September 20, 2016

Surface Blur and Median

Today, Photopea gets two new professional filters: Surface Blur filter and Median filter! Moreover, Photopea performs them much faster, than Photoshop and GIMP do, as you can see in the last section. See it in action at the main site. Our images come from Shell And Slate.

Surface Blur

Surface Blur filter, which is known as Surface Blur in Adobe Photoshop and as Selective Gaussian Blur in Gimp, is an advanced image filter. It can denoise images, while preserving edges. You can use it to fix noisy photos or smooth out areas with a similar color.

Try it now! (Filter - Blur - Surface Blur).

Median Filter

Median filter is another very common filter, which reduces noise and preserves edges. It can fix pixels or even small areas with damaged or missing color.

Try it now! (Filter - Noise - Median).

Performance and speed

TL;DR: Photopea uses a more advanced algorithm, which allows it to run faster, even though it is written in Javascript.

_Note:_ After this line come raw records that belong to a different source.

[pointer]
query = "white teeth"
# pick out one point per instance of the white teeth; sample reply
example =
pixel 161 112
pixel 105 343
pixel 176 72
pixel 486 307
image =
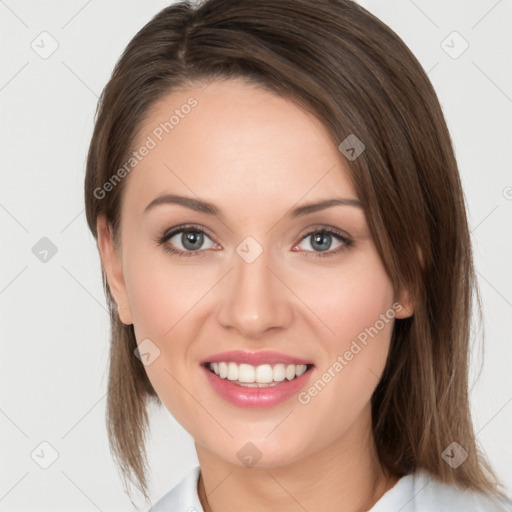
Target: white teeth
pixel 262 374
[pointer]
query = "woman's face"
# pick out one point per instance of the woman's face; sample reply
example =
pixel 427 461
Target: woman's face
pixel 253 276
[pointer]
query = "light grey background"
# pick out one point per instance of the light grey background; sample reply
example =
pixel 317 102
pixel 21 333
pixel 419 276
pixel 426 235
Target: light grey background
pixel 54 326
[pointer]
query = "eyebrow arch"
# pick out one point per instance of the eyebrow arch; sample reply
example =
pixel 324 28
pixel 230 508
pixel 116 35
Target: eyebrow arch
pixel 210 209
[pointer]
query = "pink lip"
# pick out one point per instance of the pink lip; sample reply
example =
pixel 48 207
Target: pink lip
pixel 255 397
pixel 254 358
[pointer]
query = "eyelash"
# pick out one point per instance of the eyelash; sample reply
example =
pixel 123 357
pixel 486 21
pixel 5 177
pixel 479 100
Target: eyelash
pixel 161 239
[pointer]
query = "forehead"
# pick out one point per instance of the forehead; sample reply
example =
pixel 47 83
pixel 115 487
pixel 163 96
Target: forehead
pixel 234 142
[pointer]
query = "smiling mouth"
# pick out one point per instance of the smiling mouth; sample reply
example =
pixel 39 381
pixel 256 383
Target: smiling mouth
pixel 263 375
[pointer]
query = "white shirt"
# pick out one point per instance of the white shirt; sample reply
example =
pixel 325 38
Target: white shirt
pixel 417 492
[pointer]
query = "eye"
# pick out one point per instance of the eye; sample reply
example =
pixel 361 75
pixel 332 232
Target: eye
pixel 185 241
pixel 321 240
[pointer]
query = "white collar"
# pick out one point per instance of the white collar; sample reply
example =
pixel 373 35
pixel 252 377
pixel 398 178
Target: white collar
pixel 416 492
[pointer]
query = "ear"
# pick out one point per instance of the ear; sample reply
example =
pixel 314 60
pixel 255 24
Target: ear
pixel 404 304
pixel 112 266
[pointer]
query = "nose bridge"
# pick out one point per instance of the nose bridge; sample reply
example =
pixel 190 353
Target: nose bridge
pixel 255 299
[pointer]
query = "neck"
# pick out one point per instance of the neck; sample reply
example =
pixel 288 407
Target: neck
pixel 341 473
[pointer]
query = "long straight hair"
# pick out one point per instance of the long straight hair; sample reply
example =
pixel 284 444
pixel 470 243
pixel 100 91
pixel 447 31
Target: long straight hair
pixel 341 63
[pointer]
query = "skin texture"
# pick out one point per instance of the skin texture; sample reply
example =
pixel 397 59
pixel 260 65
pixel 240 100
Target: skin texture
pixel 256 156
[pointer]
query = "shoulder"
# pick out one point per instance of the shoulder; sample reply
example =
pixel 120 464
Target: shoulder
pixel 420 492
pixel 181 498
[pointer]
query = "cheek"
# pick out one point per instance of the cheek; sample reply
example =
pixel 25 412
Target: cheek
pixel 358 312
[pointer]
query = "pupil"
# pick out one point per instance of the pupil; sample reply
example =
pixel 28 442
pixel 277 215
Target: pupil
pixel 192 240
pixel 321 238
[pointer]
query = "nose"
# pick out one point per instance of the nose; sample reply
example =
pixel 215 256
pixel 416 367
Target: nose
pixel 255 299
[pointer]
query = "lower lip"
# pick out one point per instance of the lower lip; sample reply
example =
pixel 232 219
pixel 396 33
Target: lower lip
pixel 256 397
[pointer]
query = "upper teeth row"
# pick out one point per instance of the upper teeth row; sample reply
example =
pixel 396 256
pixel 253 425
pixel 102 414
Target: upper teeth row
pixel 262 374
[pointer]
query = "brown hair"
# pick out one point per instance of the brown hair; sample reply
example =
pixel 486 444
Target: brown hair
pixel 338 61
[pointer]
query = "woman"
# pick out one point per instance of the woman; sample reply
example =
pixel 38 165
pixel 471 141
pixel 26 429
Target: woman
pixel 287 261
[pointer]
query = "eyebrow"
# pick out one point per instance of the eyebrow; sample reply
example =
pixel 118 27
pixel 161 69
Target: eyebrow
pixel 210 209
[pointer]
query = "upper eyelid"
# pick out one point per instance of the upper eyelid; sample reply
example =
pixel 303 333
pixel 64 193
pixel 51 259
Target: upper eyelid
pixel 170 233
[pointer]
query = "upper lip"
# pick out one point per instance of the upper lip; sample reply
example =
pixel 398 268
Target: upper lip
pixel 254 358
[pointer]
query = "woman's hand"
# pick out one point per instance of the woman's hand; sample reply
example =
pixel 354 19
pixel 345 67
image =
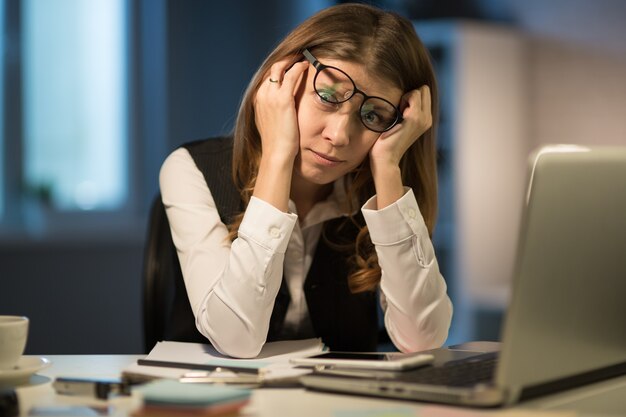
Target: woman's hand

As a performance test, we tried to measure the time of computing Surface Blur with the Radius = 100 and the Threshold = 100 on a woman.jpg image (the previous example). Here are the results:

Image EditorTime
GIMP55 s
Photoshop2 s
Photopea0.6 s

Let's analyze it with science! The reason of such performance is the computational complexity of a method, that is used by each program. Each program has to work with an image having N pixels and compute the filter for a radius of R pixels. GIMP perfroms N × R × R steps to compute the filter, while Photoshop performs N × R steps only. When you increase the radius twice, Photoshop computation takes twice more time, but GIMP takes four times more time.

Photopea has two methods of computing the Surface Blur (or Median). First method performs N × R steps and another one performs N × 10 steps (the time remains the same for any radius). When radius is at most 10, it performs the first method, otherwise it performs the second method. The computation time can be expressed by a following chart.

You can see, that for a radus of 10 pixels, Photopea is a lot slower than Photoshop, while both of them use the same method, that takes N × R steps. The reason of such speed is, that Photoshop has a parallel, multi-threaded implementation, while Photopea runs in a single thread now.